A second more troublesome issue is contamination effects. In their review paper, McMillan et al, (2007) stated “an important principle of good randomized studies is that the intervention and control groups are completely independent, without any effect on each other. This condition is often problematic in field research.” In real classrooms, a student in one condition may show their assignment to a student in another condition. This will more likely dilute effects rather than inflate them. One solution for this problem might be to add in a self report question, like “Collaboration is good thing in learning. Did you collaborate with anyone else on this assignment?” In Kelly et al., (2013) we found that some students in the control conditions (that represented a business as usual condition), self-reported that they texted their friends asking for help. We realized that this diluted the effect size we estimated. In this case, the effect size was large and we still found reliable differences. As McMillan and colleagues suggest, “when control subjects realize that intervention subjects have received something ‘special’ they may react by initiating behavior to obtain the same outcomes as the intervention group (compensatory rivalry) or may be resentful and be less motivated (resentful demoralization).” Compensatory rivalry will dilute effects while resentful demoralization will inflate effects. Debriefing could include surveys to assess whether students and teachers had noticed that conditions were different.
Differential attrition is another threat. Since the posttest-section is always at the end you may find that the difference in posttest results are due to students in the different condition completing the posttest measures at different rates.

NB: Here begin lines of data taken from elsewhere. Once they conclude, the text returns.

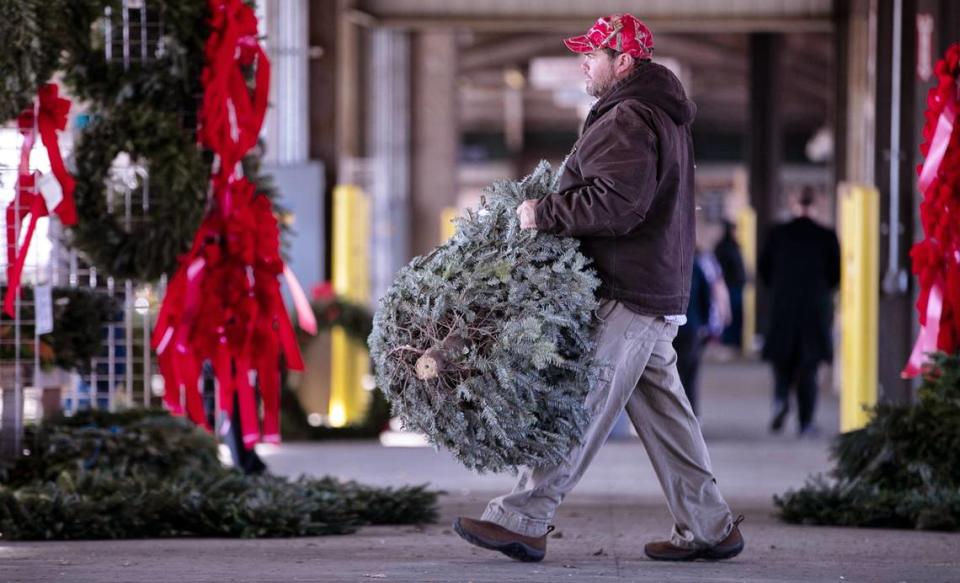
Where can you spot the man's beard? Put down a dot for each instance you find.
(598, 87)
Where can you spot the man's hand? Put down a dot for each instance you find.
(527, 214)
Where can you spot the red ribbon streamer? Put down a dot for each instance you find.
(224, 302)
(936, 258)
(47, 117)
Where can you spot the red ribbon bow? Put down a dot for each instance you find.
(936, 258)
(47, 118)
(224, 303)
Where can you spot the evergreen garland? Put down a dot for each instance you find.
(178, 177)
(900, 471)
(79, 315)
(30, 51)
(484, 344)
(145, 474)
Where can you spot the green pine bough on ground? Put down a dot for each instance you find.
(144, 474)
(900, 471)
(484, 345)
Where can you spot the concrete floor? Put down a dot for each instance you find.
(601, 527)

It turns out that differential attribution will be a threat that can fully control and use in a positive way. If one condition causes students to not complete their work and fail to do the problems on the posttest-section, that, in and of itself, is a useful dependent measure. Since the posttest-section is always at the end you may find that the difference in posttest results are due to students in the different condition completing the posttest measures at a different rates. It turns out that differential attribution will be a threat that you think you can fully control and in fact use in a positive way. If one condition causes students to not complete their work and fail to do the problems on the posttest-section, that in and of itself is a useful dependent measure. You may find a condition that causes some students to not complete their homework, but for those who do finish, the effect is big enough to still show that if you do finish it is a better condition to be in. We call this a “tough-love” condition, it causes a student to quit but if they don’t quit it is significantly better.
Another potential threat to validity is caused by sequencing effects as students are exposed to a series of experiments. It is possible that carryover effects from one study will influence the results of a later study. Separate independent randomization is used to prevent this, but we can put into place automatic blocking, that when randomization is done for study #2 we block to make sure there is an equal number of students in each conditions in study #1 assigned into an equal number of conditions in study #2. The effects of study #1 will just increase variance, making it harder to detect difference but not threaten validity if a finding is found.

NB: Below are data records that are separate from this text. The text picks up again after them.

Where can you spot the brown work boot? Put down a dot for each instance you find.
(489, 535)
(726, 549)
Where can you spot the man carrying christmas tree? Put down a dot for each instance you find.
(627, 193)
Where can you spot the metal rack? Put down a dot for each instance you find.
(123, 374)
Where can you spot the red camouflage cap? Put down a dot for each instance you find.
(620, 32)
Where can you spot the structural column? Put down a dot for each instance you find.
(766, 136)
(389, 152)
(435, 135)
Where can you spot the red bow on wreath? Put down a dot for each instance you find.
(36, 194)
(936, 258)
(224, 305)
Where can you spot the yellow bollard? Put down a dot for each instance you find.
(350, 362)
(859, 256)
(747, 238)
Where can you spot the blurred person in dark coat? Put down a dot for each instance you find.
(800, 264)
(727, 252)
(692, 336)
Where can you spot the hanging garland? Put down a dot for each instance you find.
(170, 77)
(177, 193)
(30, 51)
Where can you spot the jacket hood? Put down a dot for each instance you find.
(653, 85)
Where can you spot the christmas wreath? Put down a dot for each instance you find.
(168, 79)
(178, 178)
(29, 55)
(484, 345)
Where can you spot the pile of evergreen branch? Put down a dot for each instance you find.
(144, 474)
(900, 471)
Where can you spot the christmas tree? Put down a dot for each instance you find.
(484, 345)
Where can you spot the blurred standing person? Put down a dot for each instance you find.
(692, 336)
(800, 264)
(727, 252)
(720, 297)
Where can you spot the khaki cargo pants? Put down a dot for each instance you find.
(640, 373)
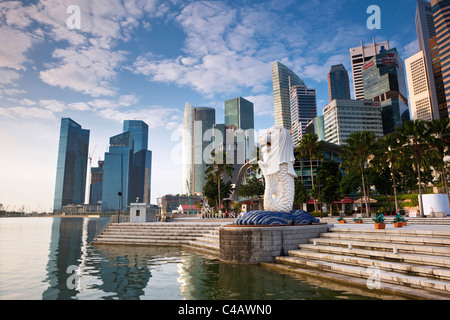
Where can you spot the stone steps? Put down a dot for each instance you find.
(158, 234)
(389, 220)
(208, 243)
(413, 262)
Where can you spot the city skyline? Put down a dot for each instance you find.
(119, 66)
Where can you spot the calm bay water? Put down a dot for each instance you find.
(52, 259)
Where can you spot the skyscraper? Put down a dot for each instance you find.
(420, 99)
(384, 81)
(139, 133)
(426, 31)
(196, 122)
(343, 117)
(239, 112)
(95, 191)
(338, 83)
(442, 25)
(359, 56)
(438, 80)
(303, 110)
(142, 161)
(117, 172)
(281, 77)
(70, 186)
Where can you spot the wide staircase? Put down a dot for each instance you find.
(208, 243)
(410, 262)
(156, 234)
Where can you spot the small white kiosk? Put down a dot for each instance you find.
(143, 212)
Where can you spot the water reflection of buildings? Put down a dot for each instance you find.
(121, 277)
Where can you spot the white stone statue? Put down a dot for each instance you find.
(277, 153)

A final threat to internal validity is novelty effects, or Hawthorne Effects. A novelty effect is any new or different condition that improves learning simply because students are paying attention to it based on its novelty. A condition that you submit may best our certified control condition but the effects may not generalize to other problem sets. Novelty effects inflate an observed effect size. Ultimately we are able to detect novelty effects through replication, by applying an idea multiple times to see if it loses its novelty.